This week I learned about the wild wacky world of lambda calculus, and I want to share it with everyone because it’s cool and also kinda stupid, so it should be fun.
If you look up what lambda calculus is, Wikipedia will tell you “Lambda calculus is a formal system in mathematical logic for expressing computation based on function abstraction and application using variable binding and substitution.” Basically, lambda calculus is a really dumb way of saying that it’s a method of computing things using very simple functions. The syntax of performing a function in lambda calculus is literally as simple as it can possibly be because the point of it is to represent complex problems with the most basic functional building blocks there are.
There are only three rules that define what a “lambda term” is, and they go as follows:
Any variable x is a lambda term
If t is a lambda term, so is λx.t (this is called abstraction)
If t1, t2 are lambda terms, so is t1 t2 (this is called application)

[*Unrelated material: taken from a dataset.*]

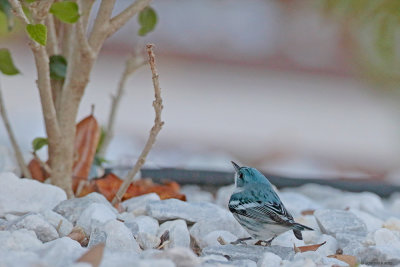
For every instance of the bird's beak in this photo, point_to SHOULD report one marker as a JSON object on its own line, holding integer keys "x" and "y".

These three sentences obviously make little to no sense at all, and I don’t know why they’re the first thing that everyone says when they’re introducing this subject. I prefer to think of the syntax of lambda calculus in more concrete terms. Here’s how I think about it:
The expression λx.t is a function that takes in a variable x as an input and returns a different variable t as an output
The expression t1 t2 means that you are applying a function t1 to the variable t2
Knowing this, we can start to see how functions will be evaluated. For example, the identity function, which takes in an input and then returns that same input, would be written as λx.x, because this function takes in a variable x and then returns that variable x as its output. What comes after the lambda symbol but before the period is an input, and what comes after the period is the output. To put a value into a function we write (λx.x) y which is the same as having written t1 = λx.x and t2 = y, evaluate t1 t2. The applied function (λx.x) y will return the value y because it takes the value y into the function’s input and then the function returns the input it was given as an output.
To look at a more complicated example, we can write a function with two inputs, (λx y.x y). This function will take in two inputs, x and y, and then return the function x applied to the value y. If we wanted to give some sample inputs to this function we could say (λx y.x y) (λa.a) b. Function application is left associative, so the expressions to the left are resolved before the ones to the right. That means, instead of putting b into the identity function (λa.a), we put the function (λa.a) and value b into the function (λx y.x y) as the inputs x and y respectively. This function application can then be simplified like this:
(λx y.x y) (λa.a) b
(λa.a) b
b
I think that next week I’ll get more into why this is actually cool and not just weird and confusing. We can build up all of modern computation from these simple functions, but for now, I’ll leave you with just the syntax and an idea of how to solve the equations you’re given.